Sunday, August 29, 2010

Freedom: Sunday New York Times Book Review

The Sunday New York Times book review sections always energizes me.  It's the first section of the times I read every Sunday.  Today features Jonathan Franzen's new book, Freedom.
I read The Corrections and thought it was up there right along with Beloved and The Poisonwood Bible.  A great novel, in other words. I am in awe of Franzen.

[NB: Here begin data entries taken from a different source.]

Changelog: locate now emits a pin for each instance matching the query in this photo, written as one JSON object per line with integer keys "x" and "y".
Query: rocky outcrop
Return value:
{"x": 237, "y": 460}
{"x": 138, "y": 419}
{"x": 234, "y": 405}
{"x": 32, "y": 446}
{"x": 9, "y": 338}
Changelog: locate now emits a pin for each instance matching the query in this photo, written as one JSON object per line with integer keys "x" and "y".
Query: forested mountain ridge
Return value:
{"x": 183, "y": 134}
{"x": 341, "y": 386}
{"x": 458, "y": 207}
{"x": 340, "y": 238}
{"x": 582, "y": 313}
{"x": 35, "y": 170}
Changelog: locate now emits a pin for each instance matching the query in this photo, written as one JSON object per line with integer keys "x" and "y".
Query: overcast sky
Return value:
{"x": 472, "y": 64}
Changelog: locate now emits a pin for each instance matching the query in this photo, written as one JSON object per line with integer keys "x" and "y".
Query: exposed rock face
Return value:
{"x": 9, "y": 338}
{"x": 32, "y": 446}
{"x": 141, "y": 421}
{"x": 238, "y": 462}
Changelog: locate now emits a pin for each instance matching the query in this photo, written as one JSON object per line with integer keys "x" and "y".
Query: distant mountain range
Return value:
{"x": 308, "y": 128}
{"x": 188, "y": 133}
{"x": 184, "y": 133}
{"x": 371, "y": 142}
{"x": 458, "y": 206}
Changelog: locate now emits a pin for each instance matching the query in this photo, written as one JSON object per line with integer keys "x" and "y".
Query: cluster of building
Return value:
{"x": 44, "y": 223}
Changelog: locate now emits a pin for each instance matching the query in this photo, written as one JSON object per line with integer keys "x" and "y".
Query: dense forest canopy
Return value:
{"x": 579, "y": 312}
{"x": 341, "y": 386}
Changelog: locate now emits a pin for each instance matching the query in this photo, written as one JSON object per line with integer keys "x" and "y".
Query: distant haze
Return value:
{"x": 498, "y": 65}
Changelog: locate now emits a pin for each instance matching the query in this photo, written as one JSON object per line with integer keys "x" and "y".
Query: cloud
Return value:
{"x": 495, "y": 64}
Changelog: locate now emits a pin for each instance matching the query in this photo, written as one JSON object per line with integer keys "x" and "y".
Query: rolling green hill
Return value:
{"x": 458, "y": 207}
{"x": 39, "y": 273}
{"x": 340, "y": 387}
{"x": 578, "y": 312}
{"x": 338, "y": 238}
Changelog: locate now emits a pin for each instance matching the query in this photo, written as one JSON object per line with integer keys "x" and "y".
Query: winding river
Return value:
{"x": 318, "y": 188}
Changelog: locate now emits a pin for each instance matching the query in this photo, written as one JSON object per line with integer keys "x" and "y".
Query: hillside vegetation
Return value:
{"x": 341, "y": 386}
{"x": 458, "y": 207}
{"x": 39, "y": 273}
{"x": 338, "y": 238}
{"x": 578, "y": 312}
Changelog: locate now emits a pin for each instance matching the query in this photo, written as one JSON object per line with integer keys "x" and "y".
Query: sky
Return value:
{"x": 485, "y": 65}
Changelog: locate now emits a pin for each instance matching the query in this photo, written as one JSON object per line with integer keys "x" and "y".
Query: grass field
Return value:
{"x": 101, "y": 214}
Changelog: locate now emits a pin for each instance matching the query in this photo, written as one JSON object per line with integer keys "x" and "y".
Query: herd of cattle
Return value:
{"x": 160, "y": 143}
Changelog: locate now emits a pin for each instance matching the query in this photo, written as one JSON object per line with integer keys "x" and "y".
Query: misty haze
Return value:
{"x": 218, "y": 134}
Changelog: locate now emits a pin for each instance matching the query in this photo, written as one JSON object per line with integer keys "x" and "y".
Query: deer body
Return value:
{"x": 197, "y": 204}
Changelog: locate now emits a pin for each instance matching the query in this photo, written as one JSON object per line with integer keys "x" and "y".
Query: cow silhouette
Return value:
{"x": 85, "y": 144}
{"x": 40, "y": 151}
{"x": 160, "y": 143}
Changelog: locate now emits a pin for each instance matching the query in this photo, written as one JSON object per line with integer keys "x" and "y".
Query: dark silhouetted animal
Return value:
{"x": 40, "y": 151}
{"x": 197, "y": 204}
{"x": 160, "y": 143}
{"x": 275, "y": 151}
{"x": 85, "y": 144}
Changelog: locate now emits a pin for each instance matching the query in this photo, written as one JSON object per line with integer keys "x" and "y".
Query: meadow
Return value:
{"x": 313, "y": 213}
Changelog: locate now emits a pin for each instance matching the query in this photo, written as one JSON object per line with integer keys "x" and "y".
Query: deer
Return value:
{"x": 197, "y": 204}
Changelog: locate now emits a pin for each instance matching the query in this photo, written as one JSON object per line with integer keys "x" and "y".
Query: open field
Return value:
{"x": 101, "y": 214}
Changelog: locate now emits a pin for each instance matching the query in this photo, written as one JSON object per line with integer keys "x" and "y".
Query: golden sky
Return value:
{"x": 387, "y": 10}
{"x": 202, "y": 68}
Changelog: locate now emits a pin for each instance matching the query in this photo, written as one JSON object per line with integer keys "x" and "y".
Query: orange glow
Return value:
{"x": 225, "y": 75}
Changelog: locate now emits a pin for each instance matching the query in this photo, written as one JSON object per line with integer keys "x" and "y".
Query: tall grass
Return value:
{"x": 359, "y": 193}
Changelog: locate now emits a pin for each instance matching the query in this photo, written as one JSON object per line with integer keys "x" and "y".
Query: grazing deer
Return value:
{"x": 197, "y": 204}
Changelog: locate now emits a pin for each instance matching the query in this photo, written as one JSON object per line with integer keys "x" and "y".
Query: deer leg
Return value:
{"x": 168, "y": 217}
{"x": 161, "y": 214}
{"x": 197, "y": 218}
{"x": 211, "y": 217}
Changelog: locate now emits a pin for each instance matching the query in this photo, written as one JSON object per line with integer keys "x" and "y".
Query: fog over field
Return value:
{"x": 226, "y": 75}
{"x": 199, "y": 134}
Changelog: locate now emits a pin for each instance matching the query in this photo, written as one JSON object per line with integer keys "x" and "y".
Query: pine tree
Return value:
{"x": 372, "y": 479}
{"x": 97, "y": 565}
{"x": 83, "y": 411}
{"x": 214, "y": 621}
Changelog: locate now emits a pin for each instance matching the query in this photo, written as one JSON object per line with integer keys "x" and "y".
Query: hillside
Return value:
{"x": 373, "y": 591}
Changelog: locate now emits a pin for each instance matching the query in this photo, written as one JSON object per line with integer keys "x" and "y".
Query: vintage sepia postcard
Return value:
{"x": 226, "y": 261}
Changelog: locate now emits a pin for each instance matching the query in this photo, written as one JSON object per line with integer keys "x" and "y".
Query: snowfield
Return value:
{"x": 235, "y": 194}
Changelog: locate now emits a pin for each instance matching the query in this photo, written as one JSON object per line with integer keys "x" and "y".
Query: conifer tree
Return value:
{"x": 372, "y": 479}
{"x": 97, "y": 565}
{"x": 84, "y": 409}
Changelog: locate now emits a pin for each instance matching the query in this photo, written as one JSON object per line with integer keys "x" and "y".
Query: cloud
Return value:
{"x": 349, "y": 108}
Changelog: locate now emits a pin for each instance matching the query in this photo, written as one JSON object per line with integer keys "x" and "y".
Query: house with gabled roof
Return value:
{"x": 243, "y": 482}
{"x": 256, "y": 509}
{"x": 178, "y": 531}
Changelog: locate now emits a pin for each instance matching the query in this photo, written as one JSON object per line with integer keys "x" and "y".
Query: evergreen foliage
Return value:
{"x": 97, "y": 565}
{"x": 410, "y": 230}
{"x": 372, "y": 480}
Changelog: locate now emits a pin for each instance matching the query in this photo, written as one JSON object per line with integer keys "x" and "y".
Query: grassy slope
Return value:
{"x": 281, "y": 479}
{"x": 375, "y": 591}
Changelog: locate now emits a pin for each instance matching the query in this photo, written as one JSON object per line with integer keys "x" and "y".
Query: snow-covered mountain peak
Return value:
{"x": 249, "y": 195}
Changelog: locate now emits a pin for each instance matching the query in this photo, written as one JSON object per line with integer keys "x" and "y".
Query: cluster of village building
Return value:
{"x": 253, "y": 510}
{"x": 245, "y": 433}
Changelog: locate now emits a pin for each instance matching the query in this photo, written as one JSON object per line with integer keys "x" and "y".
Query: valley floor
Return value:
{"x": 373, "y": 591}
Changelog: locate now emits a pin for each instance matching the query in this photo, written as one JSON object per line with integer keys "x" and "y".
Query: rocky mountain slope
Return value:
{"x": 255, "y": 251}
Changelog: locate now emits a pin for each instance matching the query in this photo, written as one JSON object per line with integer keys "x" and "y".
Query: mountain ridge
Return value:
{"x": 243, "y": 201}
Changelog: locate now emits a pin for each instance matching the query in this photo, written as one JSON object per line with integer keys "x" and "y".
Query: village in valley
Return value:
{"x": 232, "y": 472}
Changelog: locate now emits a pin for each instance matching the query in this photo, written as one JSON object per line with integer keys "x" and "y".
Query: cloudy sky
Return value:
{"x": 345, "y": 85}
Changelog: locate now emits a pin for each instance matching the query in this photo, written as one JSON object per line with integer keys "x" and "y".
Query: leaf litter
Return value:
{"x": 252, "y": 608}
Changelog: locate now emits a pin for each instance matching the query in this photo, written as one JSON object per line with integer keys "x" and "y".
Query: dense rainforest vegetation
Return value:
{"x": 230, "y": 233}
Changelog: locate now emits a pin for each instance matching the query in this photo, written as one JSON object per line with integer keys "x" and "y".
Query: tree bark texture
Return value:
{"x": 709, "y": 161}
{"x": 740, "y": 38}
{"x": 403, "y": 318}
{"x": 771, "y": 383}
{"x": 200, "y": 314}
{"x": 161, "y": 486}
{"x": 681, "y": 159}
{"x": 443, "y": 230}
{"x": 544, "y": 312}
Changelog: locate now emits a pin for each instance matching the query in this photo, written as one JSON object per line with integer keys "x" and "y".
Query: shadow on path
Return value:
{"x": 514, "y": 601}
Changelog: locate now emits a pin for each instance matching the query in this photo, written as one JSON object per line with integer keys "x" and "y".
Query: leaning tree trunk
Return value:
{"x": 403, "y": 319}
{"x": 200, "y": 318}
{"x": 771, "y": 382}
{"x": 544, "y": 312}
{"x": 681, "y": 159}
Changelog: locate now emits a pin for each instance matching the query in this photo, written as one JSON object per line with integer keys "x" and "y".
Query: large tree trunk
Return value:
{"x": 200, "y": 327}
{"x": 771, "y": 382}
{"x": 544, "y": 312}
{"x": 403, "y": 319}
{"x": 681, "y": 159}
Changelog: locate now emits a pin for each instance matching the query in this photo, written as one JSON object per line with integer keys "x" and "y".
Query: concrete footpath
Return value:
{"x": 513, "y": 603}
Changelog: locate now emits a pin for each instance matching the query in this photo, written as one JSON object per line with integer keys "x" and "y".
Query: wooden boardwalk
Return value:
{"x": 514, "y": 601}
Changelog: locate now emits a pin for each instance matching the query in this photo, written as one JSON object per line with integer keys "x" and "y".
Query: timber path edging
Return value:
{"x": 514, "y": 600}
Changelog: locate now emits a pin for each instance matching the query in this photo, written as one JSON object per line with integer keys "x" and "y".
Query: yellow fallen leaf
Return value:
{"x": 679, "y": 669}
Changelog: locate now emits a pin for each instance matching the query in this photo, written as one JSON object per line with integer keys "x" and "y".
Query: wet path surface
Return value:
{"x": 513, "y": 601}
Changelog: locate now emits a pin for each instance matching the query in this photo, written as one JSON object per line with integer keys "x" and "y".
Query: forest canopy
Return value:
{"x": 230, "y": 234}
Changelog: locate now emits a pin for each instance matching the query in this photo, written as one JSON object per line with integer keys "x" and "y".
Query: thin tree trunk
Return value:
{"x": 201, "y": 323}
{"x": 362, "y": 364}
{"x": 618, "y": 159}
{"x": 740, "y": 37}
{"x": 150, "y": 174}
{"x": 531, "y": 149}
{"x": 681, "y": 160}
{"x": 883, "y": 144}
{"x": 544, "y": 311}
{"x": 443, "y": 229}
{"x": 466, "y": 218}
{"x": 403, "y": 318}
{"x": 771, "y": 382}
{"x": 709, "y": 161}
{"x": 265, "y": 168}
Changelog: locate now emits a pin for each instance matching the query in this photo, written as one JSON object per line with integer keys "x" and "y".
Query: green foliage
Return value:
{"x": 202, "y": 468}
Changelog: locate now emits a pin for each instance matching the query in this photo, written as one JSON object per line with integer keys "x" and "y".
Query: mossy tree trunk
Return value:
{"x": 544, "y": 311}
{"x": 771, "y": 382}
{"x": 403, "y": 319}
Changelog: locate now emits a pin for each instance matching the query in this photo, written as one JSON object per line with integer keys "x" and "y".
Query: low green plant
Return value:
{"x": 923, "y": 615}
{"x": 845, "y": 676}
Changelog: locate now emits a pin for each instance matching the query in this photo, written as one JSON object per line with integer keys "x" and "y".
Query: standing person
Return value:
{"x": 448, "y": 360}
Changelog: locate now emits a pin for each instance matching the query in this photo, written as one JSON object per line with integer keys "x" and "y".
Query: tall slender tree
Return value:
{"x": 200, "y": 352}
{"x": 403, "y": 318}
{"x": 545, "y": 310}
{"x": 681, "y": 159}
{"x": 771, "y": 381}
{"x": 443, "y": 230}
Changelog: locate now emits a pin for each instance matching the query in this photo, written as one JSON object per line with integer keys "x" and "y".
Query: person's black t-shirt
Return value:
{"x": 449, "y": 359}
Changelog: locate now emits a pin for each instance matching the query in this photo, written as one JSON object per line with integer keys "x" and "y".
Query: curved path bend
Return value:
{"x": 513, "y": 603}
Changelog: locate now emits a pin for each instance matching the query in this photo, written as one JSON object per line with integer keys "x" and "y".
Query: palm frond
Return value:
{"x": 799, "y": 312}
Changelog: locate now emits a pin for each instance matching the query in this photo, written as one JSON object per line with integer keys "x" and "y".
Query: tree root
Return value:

I heard him speak a couple years ago at Boston's Grub Street, The Muse and the Marketplace.  He gave a thoughtful, even profound, speech. 
There is a brouhaha (isn't that a wonderful word?) to do with Jennifer Weiner (on the best seller list today) and another woman writer over the fact that women writers do not make the cover of Time Magazine.  Anyone who belongs to Sisters In Crime knows that women's books are reviewed less by major (and probably minor) newspapers and periodicals.  Folks, this is hardly news and it seems a bit mean-spirited to point this out and (maybe) diminish Franzen's place in the sun.

I have no doubt that Franzen would be able to make first rate fiction out of it.  He's no stranger to controversy what with the Oprah hoo-ha (another great word--why do words describing a dust up or tempest in a tea top event have a "ha" in them?) Ha ha! 
Franzen is a brave writer, the kind of literary writer I would give me genre-gnawed eye teeth to be.
From all discussions, Freedom seems to be a significant literary event.

Hmmm.  Maybe his publisher should have been hawking  Freedom out at the Lincoln Memorial yesterday.  Some of the people on the red and blue sides of the fence are portrayed in  the book.  Who of us will recognize our sorry selves?